We have conducted four test on cooling tower in which we obtained a different values of each test. For water cooling tower experiment, there are several parameters that can be adjusted to observe its effects on the evaporation of water. The parameters are temperature and flow rate of water and cooling load. In this experiment, we choose the cooling load as variable while water flow rate as constant parameters. We have determine the value for air inlet dry bulb are greater than the values of air outlet dry. It shows that the values is decreasing from the inlet air to the outlet air. The value of water inlet temperature are higher than the value of outlet water temperature.

In the cooling tower, water is cooled by the process known as evaporation. In the process, heat energy is being transferred between the water and air which having different temperature. As the energy in the water molecules is transfer to the air flowing through the water, the bond of the water molecules becomes weaker then it will slowly evaporate to the air. It can be prove from the result of this experiment, whereby the water outlet temperature is lower than the inlet.

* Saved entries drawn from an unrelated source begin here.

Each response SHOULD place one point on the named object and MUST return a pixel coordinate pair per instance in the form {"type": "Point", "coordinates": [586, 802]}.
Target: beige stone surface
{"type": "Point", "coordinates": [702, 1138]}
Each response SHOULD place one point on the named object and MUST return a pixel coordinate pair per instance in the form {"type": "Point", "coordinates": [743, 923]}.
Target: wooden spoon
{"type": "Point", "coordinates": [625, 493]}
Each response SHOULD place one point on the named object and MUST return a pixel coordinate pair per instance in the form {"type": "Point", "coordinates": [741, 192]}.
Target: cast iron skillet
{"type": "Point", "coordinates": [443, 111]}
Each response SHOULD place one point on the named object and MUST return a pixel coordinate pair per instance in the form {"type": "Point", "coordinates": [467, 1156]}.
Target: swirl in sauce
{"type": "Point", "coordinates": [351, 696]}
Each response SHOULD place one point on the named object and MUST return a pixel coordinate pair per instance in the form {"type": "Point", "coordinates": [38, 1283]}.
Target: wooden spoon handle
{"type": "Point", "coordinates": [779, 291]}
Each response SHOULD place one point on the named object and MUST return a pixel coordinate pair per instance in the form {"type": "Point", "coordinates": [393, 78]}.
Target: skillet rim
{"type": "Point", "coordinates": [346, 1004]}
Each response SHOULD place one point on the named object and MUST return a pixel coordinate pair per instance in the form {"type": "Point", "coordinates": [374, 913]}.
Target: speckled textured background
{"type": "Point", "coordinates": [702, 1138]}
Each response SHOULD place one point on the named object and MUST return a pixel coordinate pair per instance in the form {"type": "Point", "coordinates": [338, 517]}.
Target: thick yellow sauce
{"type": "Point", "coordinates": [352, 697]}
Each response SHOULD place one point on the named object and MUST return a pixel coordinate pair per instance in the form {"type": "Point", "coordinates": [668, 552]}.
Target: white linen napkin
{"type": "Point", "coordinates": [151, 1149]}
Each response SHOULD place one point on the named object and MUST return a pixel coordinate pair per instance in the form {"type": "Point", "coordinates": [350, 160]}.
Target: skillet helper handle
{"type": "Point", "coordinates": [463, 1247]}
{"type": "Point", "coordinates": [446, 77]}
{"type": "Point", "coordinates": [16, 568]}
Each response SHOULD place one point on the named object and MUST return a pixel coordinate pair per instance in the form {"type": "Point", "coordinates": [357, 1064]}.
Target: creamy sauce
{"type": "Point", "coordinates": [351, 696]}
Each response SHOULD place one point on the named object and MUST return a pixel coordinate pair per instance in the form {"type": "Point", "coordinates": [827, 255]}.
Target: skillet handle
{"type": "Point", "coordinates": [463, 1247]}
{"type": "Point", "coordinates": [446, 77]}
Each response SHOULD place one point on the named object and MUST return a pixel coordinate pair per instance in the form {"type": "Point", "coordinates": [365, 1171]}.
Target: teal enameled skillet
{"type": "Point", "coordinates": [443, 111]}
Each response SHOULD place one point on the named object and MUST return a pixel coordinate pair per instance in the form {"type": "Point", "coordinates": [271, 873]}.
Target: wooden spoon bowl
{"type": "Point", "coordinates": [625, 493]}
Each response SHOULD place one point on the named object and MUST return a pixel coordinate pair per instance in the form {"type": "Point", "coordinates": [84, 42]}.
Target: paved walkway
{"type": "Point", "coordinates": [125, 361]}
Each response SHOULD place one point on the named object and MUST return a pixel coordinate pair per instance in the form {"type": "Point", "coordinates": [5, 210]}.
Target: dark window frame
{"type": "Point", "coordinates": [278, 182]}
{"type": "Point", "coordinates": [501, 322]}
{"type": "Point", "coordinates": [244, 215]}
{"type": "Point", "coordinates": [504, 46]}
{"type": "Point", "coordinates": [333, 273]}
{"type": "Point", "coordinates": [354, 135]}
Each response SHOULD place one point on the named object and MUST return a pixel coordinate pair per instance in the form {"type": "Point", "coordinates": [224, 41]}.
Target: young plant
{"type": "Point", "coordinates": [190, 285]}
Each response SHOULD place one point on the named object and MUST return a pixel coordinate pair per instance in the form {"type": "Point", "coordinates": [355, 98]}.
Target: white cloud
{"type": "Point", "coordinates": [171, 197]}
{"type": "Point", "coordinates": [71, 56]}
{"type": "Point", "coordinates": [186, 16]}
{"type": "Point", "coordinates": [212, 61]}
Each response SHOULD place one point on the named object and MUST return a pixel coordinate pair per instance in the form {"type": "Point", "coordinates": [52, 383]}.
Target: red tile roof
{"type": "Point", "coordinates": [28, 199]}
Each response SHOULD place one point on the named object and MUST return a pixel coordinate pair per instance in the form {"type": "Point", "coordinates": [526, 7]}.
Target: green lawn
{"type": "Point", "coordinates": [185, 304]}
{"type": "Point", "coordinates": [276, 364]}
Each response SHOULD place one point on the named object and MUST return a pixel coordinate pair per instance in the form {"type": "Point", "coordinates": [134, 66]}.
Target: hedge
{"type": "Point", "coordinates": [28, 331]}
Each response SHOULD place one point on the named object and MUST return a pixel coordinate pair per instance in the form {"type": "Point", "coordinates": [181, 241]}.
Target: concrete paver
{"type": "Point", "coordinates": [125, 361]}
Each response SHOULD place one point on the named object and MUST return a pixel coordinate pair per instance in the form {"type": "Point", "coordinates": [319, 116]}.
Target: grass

From the data obtained at the end of the experiment, changes in heater power will affect the energy being transferred within the system and surrounding. Larger heater power will cause higher temperature in water. As for this experiment, the temperature of the water is assumed higher than the air flowing through the system (without considering the changes in heater power). As the difference in the temperature between the water and air increase, the heat energy being transferred rate is therefore higher than the lowered heater power.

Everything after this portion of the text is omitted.